The Right Honourable and Rev. Francis Henry, Earl of Bridgewater, died in the month of February, 1829; and by his last will and testament, bearing date the 25th of February, 1825; he directed certain trustees therein named, to invest in the public funds, the sum of eight thousand pounds sterling; this sum, with the accruing dividends thereon, to be held at the disposal of the President, for the time being, of the Royal Society of London, to be paid to the person or persons nominated by him. The Testator farther directed, that the person or persons selected by the said President, should be appointed to write, print and publish one thousand copies of a work, on the Power, Wisdom, and Goodness of God, as manifested in the Creation; illustrating such work, by all reasonable arguments, as for instance, the variety and formation of God's creatures in the Animal, Vegetable, and Mineral Kingdoms; the effect of digestion, and, thereby, of conversion; the construction of the hand of man, and an infinite variety of other arguments; as also by discoveries, ancient and modern, in arts, sciences, and the whole extent of literature.

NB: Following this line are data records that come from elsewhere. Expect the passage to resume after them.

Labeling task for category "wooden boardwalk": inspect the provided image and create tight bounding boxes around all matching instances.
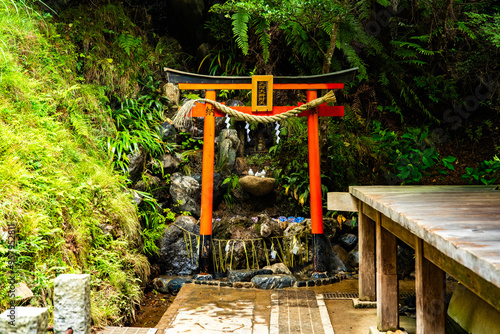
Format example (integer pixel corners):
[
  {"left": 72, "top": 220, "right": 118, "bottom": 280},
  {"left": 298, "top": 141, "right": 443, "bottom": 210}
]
[{"left": 350, "top": 186, "right": 500, "bottom": 333}]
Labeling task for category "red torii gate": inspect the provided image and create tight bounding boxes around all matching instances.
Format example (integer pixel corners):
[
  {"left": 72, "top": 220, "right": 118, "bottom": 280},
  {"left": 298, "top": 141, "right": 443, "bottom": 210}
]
[{"left": 165, "top": 68, "right": 357, "bottom": 279}]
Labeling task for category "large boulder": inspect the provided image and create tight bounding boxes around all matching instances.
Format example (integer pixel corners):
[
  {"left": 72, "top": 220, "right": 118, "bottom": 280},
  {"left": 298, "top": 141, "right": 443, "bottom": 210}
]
[
  {"left": 263, "top": 262, "right": 292, "bottom": 275},
  {"left": 127, "top": 150, "right": 147, "bottom": 182},
  {"left": 339, "top": 233, "right": 358, "bottom": 251},
  {"left": 170, "top": 173, "right": 201, "bottom": 218},
  {"left": 159, "top": 153, "right": 183, "bottom": 174},
  {"left": 192, "top": 173, "right": 228, "bottom": 210},
  {"left": 158, "top": 216, "right": 200, "bottom": 275},
  {"left": 227, "top": 268, "right": 273, "bottom": 282},
  {"left": 219, "top": 129, "right": 241, "bottom": 170},
  {"left": 257, "top": 214, "right": 283, "bottom": 238},
  {"left": 239, "top": 175, "right": 276, "bottom": 196},
  {"left": 153, "top": 277, "right": 169, "bottom": 293}
]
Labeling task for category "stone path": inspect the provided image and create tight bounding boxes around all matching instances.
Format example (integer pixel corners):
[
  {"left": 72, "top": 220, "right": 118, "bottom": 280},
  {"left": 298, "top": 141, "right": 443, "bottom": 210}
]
[
  {"left": 99, "top": 327, "right": 156, "bottom": 334},
  {"left": 155, "top": 284, "right": 333, "bottom": 334}
]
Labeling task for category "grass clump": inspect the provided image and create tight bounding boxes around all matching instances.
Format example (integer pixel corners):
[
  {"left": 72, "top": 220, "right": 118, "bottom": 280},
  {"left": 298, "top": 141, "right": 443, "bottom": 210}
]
[{"left": 0, "top": 0, "right": 149, "bottom": 326}]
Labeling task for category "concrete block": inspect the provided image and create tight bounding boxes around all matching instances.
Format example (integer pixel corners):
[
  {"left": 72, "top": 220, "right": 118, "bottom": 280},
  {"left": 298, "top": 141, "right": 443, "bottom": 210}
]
[
  {"left": 15, "top": 282, "right": 33, "bottom": 303},
  {"left": 54, "top": 274, "right": 91, "bottom": 334},
  {"left": 0, "top": 306, "right": 49, "bottom": 334}
]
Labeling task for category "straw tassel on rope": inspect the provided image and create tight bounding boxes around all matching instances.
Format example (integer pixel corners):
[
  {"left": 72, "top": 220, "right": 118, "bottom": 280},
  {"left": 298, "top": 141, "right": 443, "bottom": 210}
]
[{"left": 172, "top": 91, "right": 337, "bottom": 127}]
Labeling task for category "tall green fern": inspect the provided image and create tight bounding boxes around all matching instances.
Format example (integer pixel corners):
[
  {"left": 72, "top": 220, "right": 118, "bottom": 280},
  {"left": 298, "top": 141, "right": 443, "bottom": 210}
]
[
  {"left": 231, "top": 10, "right": 250, "bottom": 56},
  {"left": 254, "top": 17, "right": 271, "bottom": 63}
]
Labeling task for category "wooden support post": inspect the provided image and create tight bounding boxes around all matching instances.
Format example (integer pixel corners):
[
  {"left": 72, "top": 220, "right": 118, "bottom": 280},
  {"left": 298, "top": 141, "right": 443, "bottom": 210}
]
[
  {"left": 307, "top": 90, "right": 326, "bottom": 272},
  {"left": 358, "top": 201, "right": 377, "bottom": 301},
  {"left": 199, "top": 90, "right": 216, "bottom": 274},
  {"left": 376, "top": 212, "right": 399, "bottom": 332},
  {"left": 415, "top": 237, "right": 446, "bottom": 334}
]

He desired, moreover, that the profits arising from the sale of the work so published, should be paid to the authors of the works.

The late President of the Royal Society, Davies Gilbert, Esq. requested the assistance of his Grace the Archbishop of Canterbury, and of the Bishop of London, in determining upon the best mode of carrying into effect the intentions of the Testator. Acting with their advice, and with the concurrence of a nobleman immediately connected with the deceased, Mr. Davies Gilbert appointed the following eight gentlemen to write separate Treatises in the different branches of the subject here stated:-

I. The Adaptation of External Nature to the Moral and Intellectual Constitution of Man, by the Rev. Thomas Chalmers, D. D. Professor of Divinity in the University of Edinburgh.

II. The Adaptation of External Nature to the Physical Condition of Man, by John Kidd, M. D., F. R. 5., Regius Professor of Medicine in the University of Oxford.

HI. Astronomy and General Physics, considered with reference to Natural Theology, by the Rev. William Whewell, M. A., F. R. S., Fellow of Trinity College, Cambridge.

IV. The Hand; its mechanism and vital endowments as evincing design, by Sir Charles Bell, K. H., F. R. S.

V. Animal and Vegetable Physiology, by Peter Mark Roget, M. D., Fellow of and Secretary to the Royal Society.

VI. Geology and Mineralogy, by the Rev. Wm. Buckland, D. D., F.R. S., Canon of Christ Church, and Professor of Geology in the University of Oxford.

VII. The History, Habits and Instincts of Animals, by the Rev. William Kirby, M. A., F. R. S.

VIII. Chemistry, Meteorology, and the Function of Digestion, by Wm. Prout, M. D., F. R. S.